Effectively forcing the high 32bit to 0 for every call

Nope. Firstly it has not really an "initialization" (if one carefully follows the mixing algorithm inside the blocks). Secondly it is not the case here, since 2 x 64 bits buffers get the seed in the low 32bits in:

uint64_t h1 = seed;
uint64_t h2 = seed;

But they get complexly mixed hereafter during hashing and finalization phase, so almost all 32bits of seed significantly distributed over the whole hash.

The input seed should be 64bit to ensure a good mix overall.
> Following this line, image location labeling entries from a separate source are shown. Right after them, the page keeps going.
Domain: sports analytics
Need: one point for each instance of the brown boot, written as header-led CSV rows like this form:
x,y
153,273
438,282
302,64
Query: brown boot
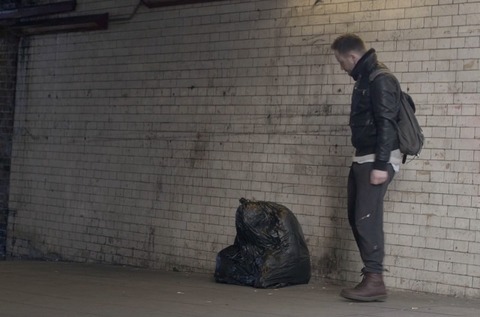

Then it will be not MM3 anymore.

Additionally note:

  1. MM3 is a non-cryptographic hash function, so its main goals are totally different and role of seed is secondary (see below for one of the purposes).
  2. Also don't confuse the seed with salt, which should be also mixed with the input using some cryptographically strong methods like HMAC and co.
  3. Therefore the seed is rather to select the specific computed value of hash function, for instance to distribute different types of objects with theoretically equal block representation across some hash table.
    (if two hashes use different seeds, they are very likely to compute distinct hash values for any also the same given input).
  4. Unsigned 32-bit seed provides 4 billions "unique" values (if hash function shows good distribution and few collisions), what is fully enough for purposes like described above typization (since 4 billions types are fully enough) etc.

And last but not least, you can have the "seed" as long as you need it - just prefix or suffix the input with some buffer (64 bits or larger) and calculate the hash for whole buffer (with increased length), or calculate it using chain mode (repeated calculation for data in parts), starting or ending with a buffer containing the seed of your arbitrary length.